Medicinal uses for rocket

Arugula is perhaps not as popular as its siblings, but its therapeutic effects are still worth noting. These greens contain high amounts of nitrates which are known to lower blood pressure and reduce the amount of oxygen needed during exercise.

  1. Cancer – Cruciferous vegetables are known to significantly lower the risk of cancer, particularly the lung and colon varieties. Numerous studies have concluded that green leafy vegetables delay the growth of tumors as well as inhibit cancer-causing enzymes from proliferating in the body. Rocket greens are said to be extremely potent in reducing cancerous growths. Moreover, they contain high amounts of chlorophyll which has been shown to block carcinogenic effects.
  2. Diabetes – Rocket greens are great sources of alpha-lipoic acid. These compounds are recognized to lower glucose levels, increase insulin sensitivity, and prevent associated symptoms of diabetes.

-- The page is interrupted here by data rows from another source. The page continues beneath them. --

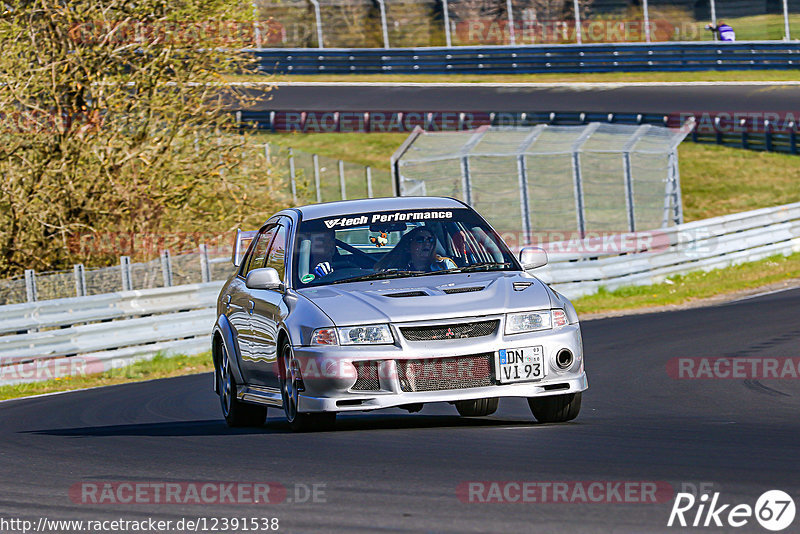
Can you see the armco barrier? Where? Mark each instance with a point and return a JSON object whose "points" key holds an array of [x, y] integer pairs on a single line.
{"points": [[672, 56], [41, 339], [754, 133]]}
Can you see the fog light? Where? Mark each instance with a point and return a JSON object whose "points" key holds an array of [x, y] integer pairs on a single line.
{"points": [[564, 359]]}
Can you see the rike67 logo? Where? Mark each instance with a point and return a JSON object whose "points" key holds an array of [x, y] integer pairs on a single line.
{"points": [[774, 510]]}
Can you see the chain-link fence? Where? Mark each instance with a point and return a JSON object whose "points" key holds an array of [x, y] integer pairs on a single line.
{"points": [[525, 180], [422, 23]]}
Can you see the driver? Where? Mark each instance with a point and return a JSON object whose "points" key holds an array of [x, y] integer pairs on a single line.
{"points": [[323, 250], [416, 251]]}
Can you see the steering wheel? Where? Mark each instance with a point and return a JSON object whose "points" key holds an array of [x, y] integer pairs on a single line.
{"points": [[358, 255]]}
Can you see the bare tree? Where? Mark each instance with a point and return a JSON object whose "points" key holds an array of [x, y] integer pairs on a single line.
{"points": [[110, 115]]}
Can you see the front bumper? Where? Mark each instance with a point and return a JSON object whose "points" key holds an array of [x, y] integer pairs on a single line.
{"points": [[329, 374]]}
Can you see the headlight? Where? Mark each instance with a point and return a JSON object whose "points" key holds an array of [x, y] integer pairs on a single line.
{"points": [[516, 323], [366, 335], [324, 336]]}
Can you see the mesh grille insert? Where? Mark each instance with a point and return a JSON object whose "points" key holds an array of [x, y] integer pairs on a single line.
{"points": [[367, 377], [450, 331], [462, 289], [438, 374]]}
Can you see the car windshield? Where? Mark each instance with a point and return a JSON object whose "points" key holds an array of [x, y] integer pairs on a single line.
{"points": [[395, 244]]}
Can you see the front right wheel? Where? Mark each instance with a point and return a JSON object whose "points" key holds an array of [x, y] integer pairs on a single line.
{"points": [[556, 408], [290, 395]]}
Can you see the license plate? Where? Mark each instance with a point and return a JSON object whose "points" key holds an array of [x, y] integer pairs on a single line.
{"points": [[519, 365]]}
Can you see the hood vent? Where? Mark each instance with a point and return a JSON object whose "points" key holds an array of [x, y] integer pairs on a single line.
{"points": [[463, 289], [406, 294]]}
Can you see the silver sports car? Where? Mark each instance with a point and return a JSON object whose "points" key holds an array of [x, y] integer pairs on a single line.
{"points": [[369, 304]]}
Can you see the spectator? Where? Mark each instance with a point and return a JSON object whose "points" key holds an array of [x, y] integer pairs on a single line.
{"points": [[725, 32]]}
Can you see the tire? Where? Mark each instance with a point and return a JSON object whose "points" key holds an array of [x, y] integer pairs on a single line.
{"points": [[299, 422], [556, 408], [477, 407], [236, 412]]}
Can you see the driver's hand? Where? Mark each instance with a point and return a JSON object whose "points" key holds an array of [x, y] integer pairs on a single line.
{"points": [[323, 268]]}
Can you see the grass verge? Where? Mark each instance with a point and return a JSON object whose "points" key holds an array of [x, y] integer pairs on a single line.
{"points": [[600, 77], [159, 367], [691, 287]]}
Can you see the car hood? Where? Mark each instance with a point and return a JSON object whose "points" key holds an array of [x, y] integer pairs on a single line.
{"points": [[429, 297]]}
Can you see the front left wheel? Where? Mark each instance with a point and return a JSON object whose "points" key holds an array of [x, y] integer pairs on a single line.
{"points": [[236, 412], [290, 395]]}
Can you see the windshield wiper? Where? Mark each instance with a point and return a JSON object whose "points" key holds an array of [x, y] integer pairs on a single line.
{"points": [[487, 265], [380, 275]]}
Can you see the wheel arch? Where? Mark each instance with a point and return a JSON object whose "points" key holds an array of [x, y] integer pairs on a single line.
{"points": [[223, 335]]}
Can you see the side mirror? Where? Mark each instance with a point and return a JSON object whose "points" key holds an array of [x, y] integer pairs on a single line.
{"points": [[532, 257], [240, 244], [266, 278]]}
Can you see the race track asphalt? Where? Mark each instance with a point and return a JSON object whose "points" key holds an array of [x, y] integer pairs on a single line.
{"points": [[390, 471], [576, 97]]}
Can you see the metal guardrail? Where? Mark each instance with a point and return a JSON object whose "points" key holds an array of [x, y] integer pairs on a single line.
{"points": [[758, 134], [42, 340], [671, 56]]}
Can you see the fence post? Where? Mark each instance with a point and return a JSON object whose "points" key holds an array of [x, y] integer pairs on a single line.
{"points": [[369, 181], [448, 41], [80, 280], [317, 186], [786, 31], [522, 173], [713, 18], [292, 176], [342, 185], [125, 271], [205, 267], [382, 5], [768, 135], [319, 23], [30, 285], [512, 37], [626, 166], [466, 184], [166, 268]]}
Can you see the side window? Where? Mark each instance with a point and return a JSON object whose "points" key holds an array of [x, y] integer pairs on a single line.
{"points": [[277, 252], [259, 255]]}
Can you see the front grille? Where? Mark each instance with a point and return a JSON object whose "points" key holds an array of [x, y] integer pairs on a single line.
{"points": [[452, 290], [367, 377], [438, 374], [450, 331]]}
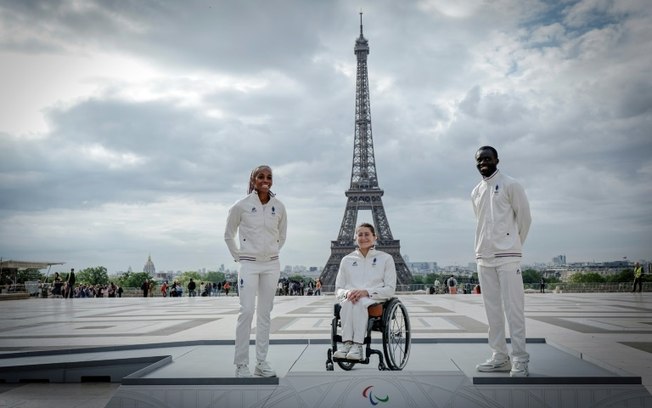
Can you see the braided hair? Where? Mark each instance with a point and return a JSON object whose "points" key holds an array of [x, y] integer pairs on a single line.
{"points": [[252, 177]]}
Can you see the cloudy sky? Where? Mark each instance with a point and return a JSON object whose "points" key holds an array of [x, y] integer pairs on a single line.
{"points": [[128, 128]]}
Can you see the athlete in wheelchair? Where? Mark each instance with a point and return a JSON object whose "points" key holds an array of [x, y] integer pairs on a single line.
{"points": [[364, 289]]}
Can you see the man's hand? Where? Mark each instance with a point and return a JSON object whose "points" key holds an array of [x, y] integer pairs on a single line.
{"points": [[355, 294]]}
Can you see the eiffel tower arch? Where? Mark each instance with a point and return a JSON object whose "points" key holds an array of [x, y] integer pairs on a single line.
{"points": [[364, 192]]}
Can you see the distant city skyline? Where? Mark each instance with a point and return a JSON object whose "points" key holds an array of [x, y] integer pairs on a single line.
{"points": [[132, 130]]}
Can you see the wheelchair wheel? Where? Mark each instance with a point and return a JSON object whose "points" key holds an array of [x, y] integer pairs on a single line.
{"points": [[345, 365], [396, 335]]}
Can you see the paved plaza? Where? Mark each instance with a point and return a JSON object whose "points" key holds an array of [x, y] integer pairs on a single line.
{"points": [[606, 335]]}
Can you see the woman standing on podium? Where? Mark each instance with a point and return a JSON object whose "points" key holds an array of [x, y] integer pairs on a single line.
{"points": [[260, 221]]}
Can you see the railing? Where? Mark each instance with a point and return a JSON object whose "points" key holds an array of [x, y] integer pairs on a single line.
{"points": [[549, 288], [35, 289]]}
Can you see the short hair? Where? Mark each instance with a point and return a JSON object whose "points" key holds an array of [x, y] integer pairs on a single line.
{"points": [[367, 225], [253, 175], [493, 150]]}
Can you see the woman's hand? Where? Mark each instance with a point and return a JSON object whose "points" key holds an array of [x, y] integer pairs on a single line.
{"points": [[355, 294]]}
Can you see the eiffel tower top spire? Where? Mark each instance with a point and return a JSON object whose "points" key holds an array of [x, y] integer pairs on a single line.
{"points": [[363, 173]]}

An analysis on the efficacy of rocket greens against diabetes showed that the vegetable decreased peripheral and autonomic neuropathy (nerve damage).
  3. Osteoporosis – Arugula contributes to your daily need for calcium, offering as much as 64 mg in two cups. Rocket greens also have adequate amounts of vitamin K which can improve the bone matrix.
  4. Exercise – Studies have suggested that arugula can enhance athletic performance, particularly because of their high nitrate content. Supposedly, rocket greens can improve how well your body uses oxygen, preventing muscle fatigue and nerve damage.

Eating too much arugula though can interact negatively with your blood thinner. There are also people who experience gastrointestinal distress when they consume rocket greens. If you have a sensitive stomach or on blood thinners, please ask your dietitian if you can eat arugula.

Body systems supported by rocket

Rocket improves your digestion. As we explore the deep, intrinsic connection between the brain and the gut, we begin to understand just how important diet is to overall health. Arugula works by introducing different antioxidants into the system; each working together to enhance organ function. It likewise has an added effect of removing toxins from the body. As such, the entire body is supported by this leafy green.

Ways to use rocket

It is best not to overcook rocket, if at all. This lowers its nutritional profile. Instead, we recommend tossing freshly cut arugula in a salad.

Where to learn more


Rocket, otherwise known as arugula, is a cruciferous vegetable that has a lot of medicinal uses. It is a delicious way to prevent cancer, osteoporosis, and diabetes. Those who are on blood thinners are warned against taking it, as they can experience nausea or diarrhea.